TinCan Speech Commands Model
A compact English speech-command recognition model for tincan app.
This model recognizes 47 short command classes and is designed for small-footprint command recognition where cloud ASR is unnecessary or undesirable. The exported ONNX artifact is under 400 KB, making it practical for local-first applications, prototypes, and edge deployments.
- 12 custom words
- and 35 words from the Google Speech Commands dataset v2
Highlights
- 47-class English command recognizer
- ONNX export for portable inference
- Small model artifact:
model.onnxis approximately 378 KB - Based on NVIDIA NeMo's MatchboxNet command-recognition model family
Base Model
This model uses NVIDIA NeMo's commandrecognition_en_matchboxnet3x2x64_v2 MatchboxNet command-recognition architecture.
Base model reference: commandrecognition_en_matchboxnet3x2x64_v2
Metrics
These metrics describe the currently exported model.onnx artifact.
| Metric | Value |
|---|---|
| Validation loss | 0.1493 |
| Validation micro top-1 accuracy | 95.28% |
| Validation macro accuracy | 94.61% |
Supported Commands
Custom TinCan commands:
astra, bali, boston, capri, delhi, dublin, frisco, monaco, oslo, paris, seatown, tokyo
Google Speech Commands labels:
yes, no, up, down, left, right, on, off, stop, go, zero, one, two, three, four, five, six, seven, eight, nine, bed, bird, cat, dog, happy, house, marvin, sheila, tree, wow, backward, forward, follow, learn, visual
Inference Notes
The model outputs logits over the 47 labels listed in labels.json.
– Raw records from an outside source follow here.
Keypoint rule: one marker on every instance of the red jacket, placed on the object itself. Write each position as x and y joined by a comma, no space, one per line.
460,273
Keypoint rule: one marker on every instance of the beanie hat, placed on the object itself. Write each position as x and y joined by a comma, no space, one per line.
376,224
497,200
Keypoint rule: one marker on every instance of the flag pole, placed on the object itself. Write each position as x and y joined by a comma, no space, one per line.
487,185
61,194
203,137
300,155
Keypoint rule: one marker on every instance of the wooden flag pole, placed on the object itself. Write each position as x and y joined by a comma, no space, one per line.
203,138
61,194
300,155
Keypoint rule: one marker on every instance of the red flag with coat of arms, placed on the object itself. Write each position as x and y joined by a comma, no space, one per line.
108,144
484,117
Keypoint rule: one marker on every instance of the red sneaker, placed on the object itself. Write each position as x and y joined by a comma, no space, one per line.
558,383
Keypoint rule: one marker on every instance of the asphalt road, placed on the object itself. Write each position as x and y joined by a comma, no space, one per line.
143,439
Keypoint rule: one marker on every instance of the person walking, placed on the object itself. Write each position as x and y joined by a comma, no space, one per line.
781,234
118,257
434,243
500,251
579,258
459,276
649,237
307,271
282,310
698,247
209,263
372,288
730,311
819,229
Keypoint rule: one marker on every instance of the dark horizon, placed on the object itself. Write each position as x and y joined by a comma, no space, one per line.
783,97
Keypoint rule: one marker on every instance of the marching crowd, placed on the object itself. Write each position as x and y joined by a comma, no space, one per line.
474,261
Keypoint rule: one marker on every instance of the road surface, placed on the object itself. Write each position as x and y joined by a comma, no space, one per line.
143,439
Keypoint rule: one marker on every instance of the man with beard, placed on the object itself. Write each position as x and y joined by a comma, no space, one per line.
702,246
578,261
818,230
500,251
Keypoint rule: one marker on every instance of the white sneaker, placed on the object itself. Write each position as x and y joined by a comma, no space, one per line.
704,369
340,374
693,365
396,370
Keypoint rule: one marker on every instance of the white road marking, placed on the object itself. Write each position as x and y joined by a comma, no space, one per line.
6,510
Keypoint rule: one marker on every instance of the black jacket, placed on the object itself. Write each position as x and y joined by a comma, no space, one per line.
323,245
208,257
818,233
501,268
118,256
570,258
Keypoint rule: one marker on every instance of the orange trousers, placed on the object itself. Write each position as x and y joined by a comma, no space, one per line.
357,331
Use the output index to look up the predicted command label.
Training Provenance
| Field | Value |
|---|---|
| Model name | commandrecognition_en_matchboxnet3x2x64_v2 |
| Export format | ONNX |
| Epochs | 10 |
| Batch size | 32 |
Limitations
- This is a closed-vocabulary command recognizer, not a general speech-to-text model.
- The model is intended for English short-command recognition.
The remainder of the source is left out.